Ensuring that data is adequately described is crucial to enable others to be able to reuse it or reproduce work. For general information on the importance of data description, please see the documentation and metadata section of RDMkit.

There are many different types of data that relate to pathogen characterisation. You may need to describe, for example, biological specimens, the protocols used in data collection, and/or genomic data. This page will inform you of what you need to consider when describing data related to pathogen characterisation. By following the guidance on this page, you should be able to share your data with all the description necessary to enable others to reuse it.

Good practices for describing data in general

You should always plan your study with data sharing in mind. Identifying the information necessary for sharing your data effectively will allow you to generate documentation that is both well structured and complete. Describing the data entails extracting the information, recording it according to existing best practice guidelines and standards, and extending descriptions where needed.

Considerations

When defining a general data description strategy, it is important to consult relevant guidelines and adopt accepted standards.

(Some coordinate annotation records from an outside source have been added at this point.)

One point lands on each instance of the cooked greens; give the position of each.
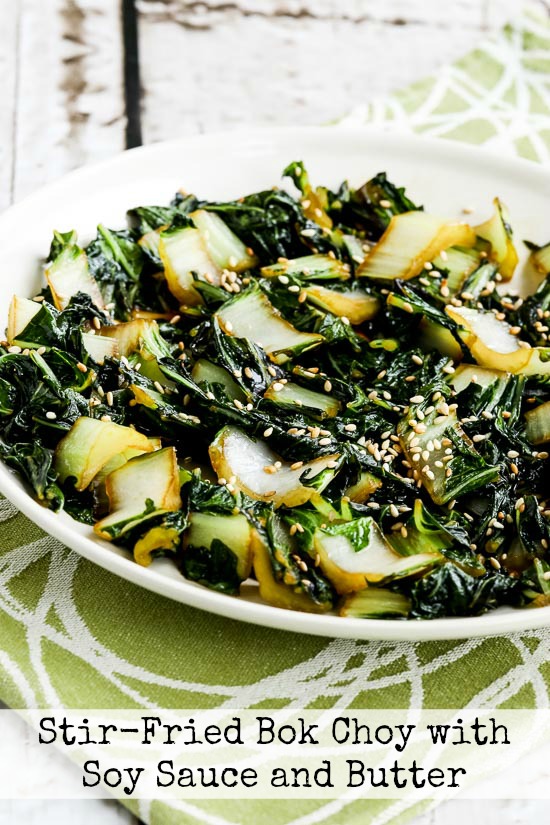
(328, 393)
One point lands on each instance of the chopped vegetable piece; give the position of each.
(285, 591)
(498, 232)
(68, 274)
(252, 316)
(100, 347)
(142, 488)
(493, 345)
(205, 372)
(223, 246)
(216, 550)
(376, 603)
(183, 253)
(356, 553)
(537, 423)
(291, 395)
(21, 313)
(355, 305)
(251, 466)
(90, 444)
(310, 267)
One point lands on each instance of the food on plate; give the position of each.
(335, 394)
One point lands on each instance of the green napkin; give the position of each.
(74, 635)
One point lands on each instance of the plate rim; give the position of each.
(183, 591)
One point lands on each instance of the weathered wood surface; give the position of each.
(67, 74)
(218, 64)
(211, 65)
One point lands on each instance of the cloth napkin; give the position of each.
(74, 635)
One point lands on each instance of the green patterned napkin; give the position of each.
(74, 635)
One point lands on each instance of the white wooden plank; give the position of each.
(9, 19)
(214, 65)
(65, 812)
(70, 102)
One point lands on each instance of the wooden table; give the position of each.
(83, 79)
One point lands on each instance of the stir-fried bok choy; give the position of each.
(332, 395)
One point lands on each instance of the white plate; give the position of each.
(444, 176)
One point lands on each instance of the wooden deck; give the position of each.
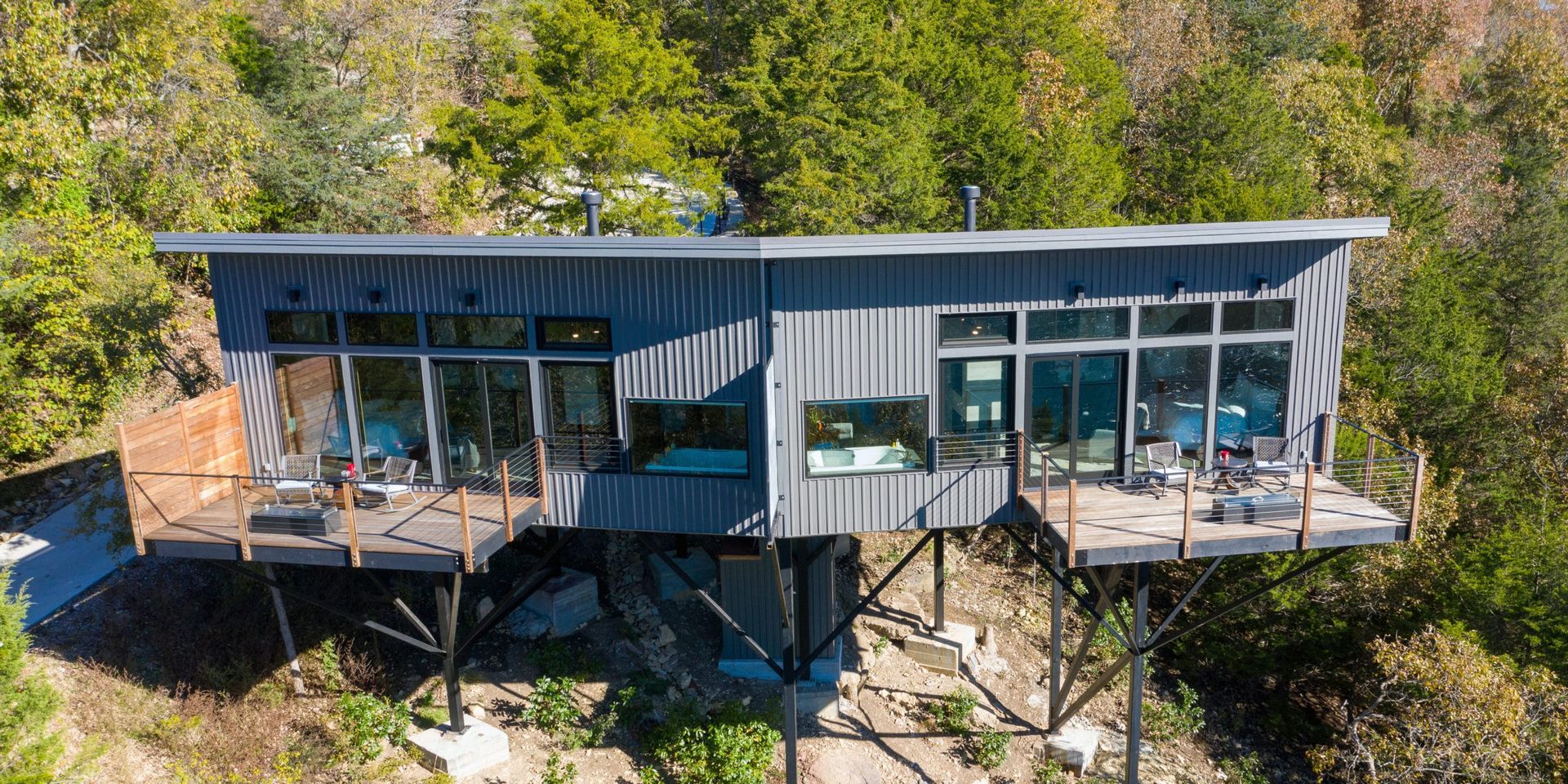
(425, 537)
(1128, 524)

Include enough detail to inform assessment by your peers and the wider research community. The way that you describe and document your data will vary depending on the type of study. The descriptions should include all of the information necessary for others to be able to understand and process the data that you share. It should also include sufficient information to enable an informed assessment of the reliability of the data and the comptence with which they were generated. The descriptions are usually organised following research community guidelines and then structured as metadata to make the data FAIR.
Review the submission guidelines of the repositories that you intend to submit data into. Different repositories often require different levels/types of metadata, and restrict access to the data to different extents. This is largely linked to the fact that different repositories have different aims/audiences, and will therefore enable users to search different parts of the metadata. It is important to check the requested data formats and the checklists specified by the repositories. We encourage you to go beyond just the minimum data required by the repository, as this will likely increase the reusability of your data in different contexts. Contact the repositories via their helpdesks if you have any questions about whether you are able to include different types of metadata.
Adopt shared practices for annotating experiments. Some research communities (e.g. ECDC) have developed guidelines detailing shared/common practices for describing experiments and how to embed descriptions in the data. By adopting a shared standard, your data are likely to be more accessible and understandable to potential users. At a minimum, it is generally recommended that you describe the design of the study/program, collected specimens, sample preparation steps, experimental protocols, and workflow.
Follow the recommendations from national and international authorities including e.g. public health authorities, epidemic surveillance programs, and research data communities.
Share/reference information about cohorts, samples, instruments, protocols, materials and methods. It is important to retain information about which protocols (including which version) were used at each step of your experiments, as well as which samples were prepared and processed together. This can include, for example, information about the model number of the instruments used, the biobanks samples used, and the suppliers of kits. This can allow users to identify potential issues and artefacts and even generate new data.
Share/reference data assets, software versions & computational workflows. You should include links/references to source data used, and describe analytic workflows (with runtime quality metrics). Other information could include bioinformatics protocols used, and the versions of software and computational workflows used. This is crucial for understanding exactly what was done as well as identifying potential areas for improvement.
Protect the privacy of human research subjects and patients. Whilst providing complete data descriptions is generally advisable, some data will need to be anonymised before it can be shared. You should describe how and why sensitive data were masked or removed.

Existing approaches

Refer to the FAIRsharing registry for standards related to repositories. For example, the BY-COVID Data Resources FAIR Sharing collection includes references to implemented standards.
Refer to ECDC’s Infectious disease topics for active surveillance initiatives and shared reporting standards related to the disease associated with the pathogen under study. Examples of COVID-19 materials include:
Refer to WHO’s publications to learn more about standards, tracking, and reporting for pathogens affecting global health. For example:
- WHO’s Genomic sequencing of SARS-CoV-2: a guide to implementation for * maximum impact on public health, 8 January 2021, notably chapter 3 on project planning/study design and chapter 4 on data sharing guidance.
- WHO’s Guidance for surveillance of SARS-CoV-2 variants: Interim guidance, 9 August 2021
The PHA4GE SARS-CoV-2 contextual data specification package has examples of how to design data collection templates as well as practices for effective data sharing.
Refer to guidelines of international consortia and focus groups. For example, the RDA COVID-19 Working Group’s Recommendations and Guidelines on data sharing. Released in 2020, it includes information on adopting shared practices.
Outline the data sharing platforms, data description standards, and checklists, in your data management plan.

Biological samples

Considerations

Many different types of material can be sampled to monitor and identify pathogens.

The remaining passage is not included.